Mis à jour le 23 juill. 2018
Fanny Lévesque LA PRESSE

« Pourquoi on était là ? » La question tourne encore dans la tête d'Olivier Sadones et de Claude Berger. Le 9 juillet dernier, les deux pêcheurs chevronnés se lançaient à l'assaut de la grande rivière Arnaud, mieux connue sous le nom de Payne, près de la baie d'Ungava. Le sort a plutôt voulu que leur destin croise celui d'une famille d'Inuits que les eaux s'apprêtaient à avaler.

Ce matin-là, Olivier et Claude s'assurent que le poids est bien réparti dans le canot. Ils retournent vers Kangirsuk après avoir séjourné deux jours au camp personnel de leur guide, Aloupa Taqulik. Claude le connaît bien. C'est la quatrième fois que le Québécois pêche sur la rivière Payne, pour prendre de l'omble chevalier.

« Aloupa nous a invités chez lui. Son camp est situé sur une presqu'île. C'est une section réservée aux Inuits. C'était un privilège pour nous de nous y rendre », raconte Claude Berger, rencontré avec son ami Olivier Sadones, quelques jours à peine après leur retour.

Peu avant le retour, vers 10 h, M. Sadones remarque une famille qui s'apprête elle aussi à redescendre vers le village. La Presse a pu confirmer qu'il s'agissait d'un couple d'Inuits avec leurs trois enfants, deux garçons de 3 et 11 ans et une fillette de 5 ans, accompagné d'une cousine de 12 ans.

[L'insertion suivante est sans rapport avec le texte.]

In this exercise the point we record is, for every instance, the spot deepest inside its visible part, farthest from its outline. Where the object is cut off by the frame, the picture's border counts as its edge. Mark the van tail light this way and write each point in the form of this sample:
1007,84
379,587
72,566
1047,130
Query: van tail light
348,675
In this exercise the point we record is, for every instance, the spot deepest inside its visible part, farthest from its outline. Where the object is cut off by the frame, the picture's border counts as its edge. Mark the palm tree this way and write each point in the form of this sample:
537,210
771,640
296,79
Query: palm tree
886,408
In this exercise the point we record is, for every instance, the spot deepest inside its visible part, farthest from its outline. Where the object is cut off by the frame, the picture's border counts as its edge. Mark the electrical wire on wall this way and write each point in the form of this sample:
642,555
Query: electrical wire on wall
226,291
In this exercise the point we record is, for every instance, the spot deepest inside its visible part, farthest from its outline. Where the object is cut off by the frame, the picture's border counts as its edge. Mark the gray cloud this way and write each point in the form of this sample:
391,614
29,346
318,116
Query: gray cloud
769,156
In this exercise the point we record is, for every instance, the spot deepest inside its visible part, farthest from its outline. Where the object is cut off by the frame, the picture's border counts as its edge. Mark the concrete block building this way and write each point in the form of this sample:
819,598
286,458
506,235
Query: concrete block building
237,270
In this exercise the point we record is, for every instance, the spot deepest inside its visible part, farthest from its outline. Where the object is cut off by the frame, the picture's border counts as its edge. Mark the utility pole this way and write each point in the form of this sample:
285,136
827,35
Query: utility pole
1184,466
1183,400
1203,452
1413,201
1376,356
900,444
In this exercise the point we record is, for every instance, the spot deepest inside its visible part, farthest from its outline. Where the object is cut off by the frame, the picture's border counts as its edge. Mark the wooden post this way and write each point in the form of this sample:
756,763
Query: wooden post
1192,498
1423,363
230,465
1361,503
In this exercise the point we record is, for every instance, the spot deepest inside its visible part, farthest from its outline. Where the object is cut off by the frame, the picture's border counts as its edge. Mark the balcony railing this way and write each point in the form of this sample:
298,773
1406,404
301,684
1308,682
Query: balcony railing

« Je les trouvais beaux », dit-il. Il choisit d'immortaliser le moment.

Olivier ne le sait pas, mais il s'agira de la dernière photo de la famille réunie.

Sur la rivière, les pêcheurs conduits par leur guide traversent un secteur périlleux où se rencontrent l'eau douce et l'eau salée, expliquent-ils. « On dirait que les eaux se disputent entre elles, ce qui fait l'effet d'une force anormale. À première vue, on ne se méfie pas, mais une fois dans le rapide, on comprend vite qu'il y a un grand danger », indique Claude.

SCÈNE INOUBLIABLE

Le duo de Québécois l'a d'ailleurs appris à ses dépens lors de l'arrivée. « On n'a pas tellement aimé ça », disent-ils. Heureusement pour eux, le rapide se traverse mieux à leur retour. Ce ne sera pas le cas pour la famille d'Inuits. Au loin, ils aperçoivent une scène qu'ils n'oublieront jamais. « Là, ç'a été la stupéfaction totale », affirme Claude.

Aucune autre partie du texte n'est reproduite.